Ainda hoje tenho estampado no interior da alma o medo, o horrível e medíocre medo. Quando ficava sozinho em casa. Quando, caindo sobre os telhados de zinco, as mangas, tudo pareciam estrondos de explosões. Dos faróis dos jeeps à noite. Do ladrar de uma metralhadora pesada no quartel. Do que se dizia no dia seguinte que tinha sucedido, o fruto negro, estraçalhado à bala, da caçada da noite anterior.  De quando soube que tinham arrancado os olhos a um "fubeiro" que trabalhara na loja do lado, por vingança ou já por coisa algum, saciada a raiva ancestral naquele ou em qualquer outro. 

A chegada do comboio

Naqueles anos de cinquenta, naquela cidade do planalto, local onde cruzaram pai e mãe e dali resultei eu, havia o ritual do depois de jantar. 
Dava-se uma volta pelo jardim, em redondel, os casais aparelhados, com filhos uns havendo filhos, a jurarem amores que dariam filhos mesmo os outros que de amores se ficavam pelas palavras. 
Cumprimentavam-se ali mais uma vez, depois de se terem visto, porventura já, naquele dia de que a noite dava agora o cerimonial de um baile e seu salão. 
Num dos topos do jardim ficava o Palácio do Comércio, local do Tribunal, no outro o Banco de Angola.

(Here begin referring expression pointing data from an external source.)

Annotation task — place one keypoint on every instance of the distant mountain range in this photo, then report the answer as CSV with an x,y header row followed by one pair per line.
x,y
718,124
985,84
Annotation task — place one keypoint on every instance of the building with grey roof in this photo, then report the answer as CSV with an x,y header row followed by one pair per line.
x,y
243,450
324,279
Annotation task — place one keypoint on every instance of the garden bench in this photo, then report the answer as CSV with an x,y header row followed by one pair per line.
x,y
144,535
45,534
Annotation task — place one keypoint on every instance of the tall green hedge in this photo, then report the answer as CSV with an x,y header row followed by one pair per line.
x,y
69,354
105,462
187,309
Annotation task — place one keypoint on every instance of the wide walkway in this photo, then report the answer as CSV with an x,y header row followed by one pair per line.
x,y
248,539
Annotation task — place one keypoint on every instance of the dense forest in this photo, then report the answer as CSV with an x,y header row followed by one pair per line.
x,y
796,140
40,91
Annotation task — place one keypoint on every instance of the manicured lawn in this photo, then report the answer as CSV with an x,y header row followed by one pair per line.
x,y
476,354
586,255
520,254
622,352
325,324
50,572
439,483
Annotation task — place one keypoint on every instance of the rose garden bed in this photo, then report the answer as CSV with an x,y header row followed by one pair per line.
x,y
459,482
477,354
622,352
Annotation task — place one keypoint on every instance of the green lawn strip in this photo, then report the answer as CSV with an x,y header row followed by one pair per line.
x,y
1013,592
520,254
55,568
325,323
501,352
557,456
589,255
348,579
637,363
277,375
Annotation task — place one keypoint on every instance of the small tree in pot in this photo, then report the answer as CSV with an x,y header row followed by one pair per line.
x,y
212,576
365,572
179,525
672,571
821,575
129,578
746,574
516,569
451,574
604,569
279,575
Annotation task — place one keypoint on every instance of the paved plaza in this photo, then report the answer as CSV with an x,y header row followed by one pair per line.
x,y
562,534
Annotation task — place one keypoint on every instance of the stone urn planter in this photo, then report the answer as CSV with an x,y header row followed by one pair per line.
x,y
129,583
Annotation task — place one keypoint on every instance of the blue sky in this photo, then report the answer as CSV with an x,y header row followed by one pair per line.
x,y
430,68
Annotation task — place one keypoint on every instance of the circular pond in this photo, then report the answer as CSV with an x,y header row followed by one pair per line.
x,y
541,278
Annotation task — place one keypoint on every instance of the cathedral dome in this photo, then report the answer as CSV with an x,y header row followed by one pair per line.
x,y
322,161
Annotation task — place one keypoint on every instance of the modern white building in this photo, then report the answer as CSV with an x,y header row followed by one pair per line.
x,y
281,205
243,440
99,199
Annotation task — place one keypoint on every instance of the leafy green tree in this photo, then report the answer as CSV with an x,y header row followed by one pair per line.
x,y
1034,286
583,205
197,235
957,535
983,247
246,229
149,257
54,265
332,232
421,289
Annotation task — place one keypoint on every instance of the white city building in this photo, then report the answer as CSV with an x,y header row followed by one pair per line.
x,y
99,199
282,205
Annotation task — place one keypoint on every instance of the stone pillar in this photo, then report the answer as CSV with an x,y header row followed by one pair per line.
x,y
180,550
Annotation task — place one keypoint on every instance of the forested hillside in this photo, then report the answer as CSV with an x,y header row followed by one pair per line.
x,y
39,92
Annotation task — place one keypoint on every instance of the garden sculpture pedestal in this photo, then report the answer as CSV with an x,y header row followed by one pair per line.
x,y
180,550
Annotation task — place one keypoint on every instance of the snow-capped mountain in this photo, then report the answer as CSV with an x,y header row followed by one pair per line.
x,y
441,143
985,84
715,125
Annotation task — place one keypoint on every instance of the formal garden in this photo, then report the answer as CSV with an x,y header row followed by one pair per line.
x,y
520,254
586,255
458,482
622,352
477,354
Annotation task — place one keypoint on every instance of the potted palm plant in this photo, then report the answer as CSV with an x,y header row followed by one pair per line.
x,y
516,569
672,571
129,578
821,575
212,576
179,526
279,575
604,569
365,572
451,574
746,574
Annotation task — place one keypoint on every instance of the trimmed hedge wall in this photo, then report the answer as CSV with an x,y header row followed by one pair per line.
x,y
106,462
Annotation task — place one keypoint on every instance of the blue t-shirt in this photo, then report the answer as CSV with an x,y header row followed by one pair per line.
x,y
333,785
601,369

Num dos lados desse quadrado solene, símbolo de todo o poder, ei-lo, o Palácio do Governo, no outro a Estação do Caminho de Ferro. E era para aqui que tudo convergia.
O ritual social iniciava-se pelo passeio público, ritmado, o braço dado, a mão dada, o braço por cima do ombro, cada um conforme o seu estado, estatuto ou condição, e prolongava-se pelas paragens intermitentes dos pares em volteio, e os cumprimentos, normalmente de cabeça e andando, ou meia volta de conversa banal e no retorno ao passo, feitas as cortesias, o murmúrio da ratice sobre o vestido daquela, que era o mesmo, ou sobre os sapatos daquele, por engraxar.
Era então a hora de chegada do comboio vindo de Luanda, quatrocentos quilómetros de via férrea por entre pó barroso, que fazia com que se chegasse ao destino como índios peles-vermelhas. Saídos, em formigueiro, ei-los os exaustos viajantes e suas malas, e a aguardá-los os que os aguardavam por ter de ser e os que os esperavam por não terem mais que fazer. Havia a automotora, mas nos labirintos da minha memória perdeu-se-me a hora da chegada.
Com o desembarque, a ratice privada tinha então uma nova oportunidade pública de se exercer, mais ampla agora, mais variada, mais carregada de novidades. 
Eram os que tinham ido a Luanda, os que regressavam da Metrópole, os que arribavam pela primeira vez à colónia, funcionários, colonos, desconhecidos, amigos.
Naquela cidade, naquele jardim, naquelas noites eu era um miúdo passeado pela mão de seus pais. Às vezes deixavam-me cabriolar em liberdade, um pouco à frente, guardado à vista. O normal, porém, era nós sermos aquele círculo fechado, do mundo resguardados e ao resto indiferentes. 
Entre a austeridade severa de uma mãe e a bonomia animada de um pai, ia-me fazendo gente. Hoje que escrevo guardo ainda o cheiro desse jardim, os canteiros alinhados e o regresso a casa, ensonado de ter convivido com um mundo que viajava.
Dormia então um sono inocente feito de inconsciência. Subterrânea, a guerra, formava-se sobre a dor e os ressentimentos.